Speaking about what film and television production companies can do to provide more accurate depictions of dementia, Karen shared: “I think they need to consult more in production development stages with people with dementia or their caregivers, or organizations like in our area where we can actually Advise, if they are planning to present a scene in a certain way we can help present it in a more delicate or more realistic way so that it won’t frighten people, but that has a degree of subtlety so it’s not like in Steele Alice, who wears her beautiful hair and makeup to the end, this Not the way things are.

“I know there has to be some degree of creative licensing, but for books or media to be credible, and the person with dementia to be portrayed credibly, that’s part of the research process.”

This week (May 16-22), the Alzheimer’s Charity is participating in Dementia Action Week, to ensure that no one misses a diagnosis of dementia.

Reflecting on the progress of television and film in raising awareness of dementia, Tim Penland, head of knowledge at the Alzheimer’s Association, told “One person in the UK develops dementia every three minutes, so it is very important that more the television. It shows raising awareness of the reality of the situation and accurately representing people in it.

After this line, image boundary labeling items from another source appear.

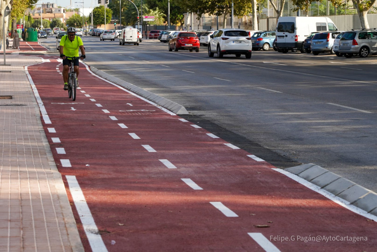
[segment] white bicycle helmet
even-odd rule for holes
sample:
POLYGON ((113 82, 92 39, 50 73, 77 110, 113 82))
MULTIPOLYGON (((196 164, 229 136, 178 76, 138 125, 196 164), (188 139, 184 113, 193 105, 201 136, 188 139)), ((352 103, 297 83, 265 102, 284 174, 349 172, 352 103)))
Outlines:
POLYGON ((67 32, 76 32, 76 28, 74 27, 72 27, 72 26, 70 26, 68 27, 68 28, 67 29, 67 32))

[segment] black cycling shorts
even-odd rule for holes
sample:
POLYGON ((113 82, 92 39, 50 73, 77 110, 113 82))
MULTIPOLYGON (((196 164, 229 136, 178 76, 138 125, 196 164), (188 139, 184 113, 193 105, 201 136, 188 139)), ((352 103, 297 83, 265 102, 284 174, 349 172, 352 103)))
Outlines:
MULTIPOLYGON (((70 60, 66 58, 64 60, 63 60, 63 66, 69 66, 69 61, 70 60)), ((74 60, 74 66, 78 66, 78 58, 75 58, 74 60)))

As explained on programs like This Is Us, “A diagnosis of dementia can lead to a wide range of feelings not only for the person with the diagnosis, but also for those around them. Family dynamics often begin to change over time, especially as the person with dementia becomes more dependent. On loved ones for support.

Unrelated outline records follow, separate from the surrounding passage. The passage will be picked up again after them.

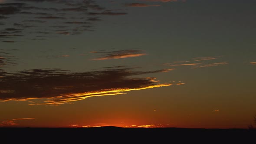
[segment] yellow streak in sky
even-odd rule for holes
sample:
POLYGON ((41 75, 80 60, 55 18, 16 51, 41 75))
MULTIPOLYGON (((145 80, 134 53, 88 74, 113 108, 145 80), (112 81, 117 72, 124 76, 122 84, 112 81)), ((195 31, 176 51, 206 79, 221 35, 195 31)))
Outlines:
POLYGON ((10 120, 10 121, 15 121, 15 120, 30 120, 33 119, 36 119, 36 118, 15 118, 10 120))
POLYGON ((140 56, 142 56, 145 55, 146 54, 145 53, 138 53, 138 54, 127 54, 124 56, 108 56, 106 57, 101 57, 95 59, 92 59, 92 60, 105 60, 105 59, 122 59, 122 58, 129 58, 129 57, 137 57, 140 56))
POLYGON ((70 93, 63 95, 58 98, 52 98, 51 100, 45 101, 45 103, 31 104, 29 105, 56 105, 63 104, 67 102, 70 102, 74 101, 82 100, 86 98, 95 96, 102 96, 105 95, 114 95, 121 94, 125 94, 124 92, 129 92, 135 90, 140 90, 148 88, 158 88, 163 86, 168 86, 172 85, 173 84, 165 83, 159 84, 158 85, 149 85, 144 88, 120 88, 115 89, 105 90, 102 91, 92 92, 83 92, 78 93, 70 93))
POLYGON ((176 84, 176 85, 185 85, 185 83, 180 83, 176 84))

Data from the Alzheimer’s Association revealed that 45% of people would feel uncomfortable raising concerns about a loved one’s symptoms, while 55% said there was a stigma associated with dementia, however, as Karen illustrated through the example of Elizabeth Missing, with recounting progressive events that emerged across The media and greater accuracy in representing dementia, awareness is increased and thus the stigma surrounding the condition is reduced.